I have learned through the years of moving to recognize fear and give him his proper place.  He is only a motivator for making a new plan, then I show him the door and invite him to leave.  I have moved enough times now that I usually don’t open the door to his knocking.  I can make a plan without him.

You know your thoughts wander here too.  Whether it’s during PCS season, or while he’s deployed.  When your teaching certificate is tucked in a drawer and you sell lotion at the store, or your teenager said goodbye to the girl he loves two moves ago.  Where do I begin to live if I have to live without him?

It’s crazy ~  we aren’t wives with homes and communities, time in one place spreading the roots deep and wide.  I know they have other things that cause fear to knock on their doors, but I wonder how often settled wives imagine the knock from men in blue and where, just where they will move when the 180 days of BHA is spent?

It’s necessary ~ I want to plan what is best for our family with the man who has dreamed and worked it with me.  He, who has devoted his life to our protection, welfare, and security, is the one whose strength I want to lean on if I can no longer lean into his arms.

It’s dangerous ~ fear wants a room of his own.  Planning details of where to settle are as important as making a will, but plans fueled by fear will turn into walking nightmares.  No matter how many times these conversations are had, the day will be weary and sad and your thoughts will slip away to “what if’s”.  Don’t let fear lay a heavy lead blanket around your shoulders, Favored Military Wife.  Everything beyond the plan is just vain imaginings.  God is able to do immeasurably more than all we ask or imagine Eph. 3:20  Might I suggest you kick fear out now?

It’s heart-breaking ~ I stood by my husband last week as he buried a co-worker.  I have been his helper through many funerals and memorials, but never have I stood grave-side, heat radiating through his service dress as I braced my back against the wall of his chest, and watched the honor guard fold the flag above the casket of one of USA’s men of honor.  Never before have I braced against the crack of a 21-gun salute, my ears screaming at the insult those shots perpetrated against the reverent silence that moment demanded.

But it was the general’s bent knees to the ground, placing the three-sided symbol of One Nation Under God in her lap and whispering, oh such a long time of whispering gratitude and comfort to the Dear Military Wife that undid me.

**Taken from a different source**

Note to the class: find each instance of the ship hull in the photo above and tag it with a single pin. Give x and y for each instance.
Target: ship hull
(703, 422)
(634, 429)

Dear Military Wife.  Hello, Sister.  There now.  It’s out in the open.  You are not alone.  It is so good to make a plan.  God and your husband know you are a creature who desires security.  Have your talks and remember to laugh while you do, because your man is right there making them with you.  Lock them up in your fire box, in the file directly behind the wills.  And now push fear out the door, turn on the music, and dance with that man, combat boots and all.

Dear Favored One, if this is not your world I know it is for someone you love.  Remind her she’s not alone.  She’s really good at going deep pretty fast – we don’t have time to wade into friendship.  It’s usually a big jump off the high-dive.  You will be surprised at what seeing her will mean to your friendship.  And she’ll be pretty good at listening to your named fears as well.  None of us are alone.  We need to remind each other of that.  And then help each other kick fear to the curb.

Peace I leave with you; my peace I give you.  I do not give to you as the world gives.  
Do not let your hearts be troubled and do not be afraid.